The precarious condition of the Spanish Government came to the surface when it was quoted high interest rates for borrowing from the international money markets.

Spain borrowed €2.5 billion (£2.1 billion) at a rate of 3.45 percent, 46 percent higher than the rate it had paid a month ago while raising similar funds. The equivalent borrowing rate in Britain is 0.75 percent. To add to EU’s woes, ratings agency Standard and Poor’s put Belgium on the danger list.

EU leaders are preparing for a critical meeting this week to discuss the debt crisis and the worst affected members – Greece and Ireland will be top of their agenda.

The so-called PIIGS nations – Portugal, Ireland, Italy, Greece and Spain are finding it increasingly difficult to raise loans over concerns of their ability to payback burgeoning debt. In the summer, Greece borrowed £93 billion from IMF as emergency aid and Ireland accepted it required a £72 billion bail-out package, including an £7 billion of assistance from Britain.

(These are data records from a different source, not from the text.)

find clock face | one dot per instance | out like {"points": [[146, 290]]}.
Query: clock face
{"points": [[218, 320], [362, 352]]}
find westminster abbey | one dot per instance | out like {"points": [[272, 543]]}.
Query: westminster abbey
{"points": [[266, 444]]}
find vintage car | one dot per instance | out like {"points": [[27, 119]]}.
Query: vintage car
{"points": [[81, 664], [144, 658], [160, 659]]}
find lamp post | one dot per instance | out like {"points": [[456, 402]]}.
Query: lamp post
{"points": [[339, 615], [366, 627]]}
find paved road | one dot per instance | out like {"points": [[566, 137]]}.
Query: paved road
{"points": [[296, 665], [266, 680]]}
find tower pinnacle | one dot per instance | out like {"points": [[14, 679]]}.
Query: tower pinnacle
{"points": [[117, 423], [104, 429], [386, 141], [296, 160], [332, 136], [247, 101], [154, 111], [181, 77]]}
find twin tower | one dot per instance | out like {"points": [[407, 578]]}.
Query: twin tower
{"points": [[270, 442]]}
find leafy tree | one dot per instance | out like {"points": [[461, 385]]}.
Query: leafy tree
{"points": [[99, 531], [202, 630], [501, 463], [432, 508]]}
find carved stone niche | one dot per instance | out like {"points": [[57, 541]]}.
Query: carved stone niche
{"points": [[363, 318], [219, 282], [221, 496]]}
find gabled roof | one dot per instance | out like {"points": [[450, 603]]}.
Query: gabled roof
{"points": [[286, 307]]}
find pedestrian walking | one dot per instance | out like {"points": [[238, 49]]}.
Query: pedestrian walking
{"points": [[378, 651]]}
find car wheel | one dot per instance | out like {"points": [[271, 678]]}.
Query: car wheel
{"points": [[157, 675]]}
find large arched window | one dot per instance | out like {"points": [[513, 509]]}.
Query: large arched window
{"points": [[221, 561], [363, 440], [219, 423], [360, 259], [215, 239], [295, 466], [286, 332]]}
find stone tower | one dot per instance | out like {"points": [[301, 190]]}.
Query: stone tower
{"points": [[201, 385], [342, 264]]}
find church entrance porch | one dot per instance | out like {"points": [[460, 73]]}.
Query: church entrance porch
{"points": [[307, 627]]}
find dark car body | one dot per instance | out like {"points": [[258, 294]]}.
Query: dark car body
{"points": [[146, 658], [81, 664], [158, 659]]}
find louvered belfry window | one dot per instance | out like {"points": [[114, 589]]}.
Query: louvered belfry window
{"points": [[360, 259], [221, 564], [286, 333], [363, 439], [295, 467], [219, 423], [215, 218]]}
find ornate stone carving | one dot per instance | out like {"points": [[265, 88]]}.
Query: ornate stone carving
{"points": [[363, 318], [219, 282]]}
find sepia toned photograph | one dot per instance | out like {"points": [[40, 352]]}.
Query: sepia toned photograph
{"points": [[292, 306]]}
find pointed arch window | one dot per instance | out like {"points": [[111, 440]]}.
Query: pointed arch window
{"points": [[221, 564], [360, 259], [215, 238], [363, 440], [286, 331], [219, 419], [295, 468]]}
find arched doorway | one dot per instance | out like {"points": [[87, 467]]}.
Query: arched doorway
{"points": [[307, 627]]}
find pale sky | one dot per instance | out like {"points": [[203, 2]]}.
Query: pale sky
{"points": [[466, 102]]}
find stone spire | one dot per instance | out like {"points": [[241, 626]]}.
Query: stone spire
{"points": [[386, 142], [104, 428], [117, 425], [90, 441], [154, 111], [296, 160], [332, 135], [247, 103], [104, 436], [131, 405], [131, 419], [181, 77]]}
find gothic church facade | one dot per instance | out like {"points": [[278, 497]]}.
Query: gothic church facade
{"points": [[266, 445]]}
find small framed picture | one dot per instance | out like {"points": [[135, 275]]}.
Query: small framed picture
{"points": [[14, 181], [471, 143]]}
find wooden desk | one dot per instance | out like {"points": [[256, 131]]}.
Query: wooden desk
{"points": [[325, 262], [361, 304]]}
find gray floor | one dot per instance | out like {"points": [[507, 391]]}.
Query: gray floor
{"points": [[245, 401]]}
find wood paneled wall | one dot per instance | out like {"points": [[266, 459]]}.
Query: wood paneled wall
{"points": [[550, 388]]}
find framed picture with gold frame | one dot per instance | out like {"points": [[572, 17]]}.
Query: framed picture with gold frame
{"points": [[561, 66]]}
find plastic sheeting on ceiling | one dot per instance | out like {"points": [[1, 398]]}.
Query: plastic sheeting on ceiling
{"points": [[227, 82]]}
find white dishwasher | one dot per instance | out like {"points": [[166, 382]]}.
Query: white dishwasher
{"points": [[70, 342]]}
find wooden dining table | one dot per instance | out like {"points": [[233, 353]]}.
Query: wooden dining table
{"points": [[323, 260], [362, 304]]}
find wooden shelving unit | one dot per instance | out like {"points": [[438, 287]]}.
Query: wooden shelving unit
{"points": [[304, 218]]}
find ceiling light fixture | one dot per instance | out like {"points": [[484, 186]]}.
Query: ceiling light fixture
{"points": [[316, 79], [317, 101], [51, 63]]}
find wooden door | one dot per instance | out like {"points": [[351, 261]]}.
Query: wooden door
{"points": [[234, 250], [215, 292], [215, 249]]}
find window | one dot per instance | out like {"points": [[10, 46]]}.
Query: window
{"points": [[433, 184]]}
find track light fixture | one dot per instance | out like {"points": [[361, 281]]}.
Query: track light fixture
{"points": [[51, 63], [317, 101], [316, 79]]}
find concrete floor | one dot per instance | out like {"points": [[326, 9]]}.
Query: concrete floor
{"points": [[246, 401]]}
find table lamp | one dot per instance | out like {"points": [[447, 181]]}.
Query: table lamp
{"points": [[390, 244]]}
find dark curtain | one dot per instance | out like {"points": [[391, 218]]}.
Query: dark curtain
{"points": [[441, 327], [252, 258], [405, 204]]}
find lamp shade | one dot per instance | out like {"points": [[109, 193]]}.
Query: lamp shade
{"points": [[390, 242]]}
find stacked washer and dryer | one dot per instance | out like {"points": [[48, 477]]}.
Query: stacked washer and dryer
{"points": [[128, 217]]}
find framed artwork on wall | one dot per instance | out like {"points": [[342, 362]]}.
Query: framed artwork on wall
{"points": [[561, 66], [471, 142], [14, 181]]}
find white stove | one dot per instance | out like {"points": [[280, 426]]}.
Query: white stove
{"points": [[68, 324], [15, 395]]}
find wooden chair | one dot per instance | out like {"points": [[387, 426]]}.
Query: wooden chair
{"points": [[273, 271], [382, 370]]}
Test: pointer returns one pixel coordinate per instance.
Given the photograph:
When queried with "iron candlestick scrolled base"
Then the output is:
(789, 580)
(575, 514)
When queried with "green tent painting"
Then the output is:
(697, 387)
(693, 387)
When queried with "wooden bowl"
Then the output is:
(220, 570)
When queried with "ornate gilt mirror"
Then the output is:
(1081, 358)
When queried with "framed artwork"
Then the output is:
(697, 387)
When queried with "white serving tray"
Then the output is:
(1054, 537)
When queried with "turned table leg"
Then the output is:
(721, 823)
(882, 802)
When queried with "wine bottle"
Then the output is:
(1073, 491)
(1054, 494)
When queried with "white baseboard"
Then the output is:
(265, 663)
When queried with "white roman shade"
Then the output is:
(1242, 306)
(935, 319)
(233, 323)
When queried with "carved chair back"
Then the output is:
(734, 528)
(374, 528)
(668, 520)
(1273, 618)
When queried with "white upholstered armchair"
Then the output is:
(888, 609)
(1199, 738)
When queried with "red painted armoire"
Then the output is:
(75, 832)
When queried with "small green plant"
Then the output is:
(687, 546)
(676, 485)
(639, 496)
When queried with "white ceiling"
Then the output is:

It was hoped that the rescue of Greece and Ireland will stabilize the financial markets; however markets remain jittery about Spain and Portugal.

The new difficulties have also enveloped Belgium as S&P cut the outlook for the country to negative from stable and said their AA+ credit score is at risk. Belgium runs the risk of being downgraded if it continues to suffer from the political uncertainty that gripped the country six months ago due to inconclusive election result.

“We believe that Belgium’s prolonged domestic political uncertainty poses risks to its government’s credit standing, especially given the difficult market conditions many Euro-zone governments are facing”, observed S&P credit analyst Marko Mrsnik.

Comments & Debate

  1. December 15, 2010 at 4:53 pm chow che byte Commented:

    It is better to let these countries go bankrupt, instead of bailing them out. They cause problems for other nations, which in turn they become “members of the debt crises”.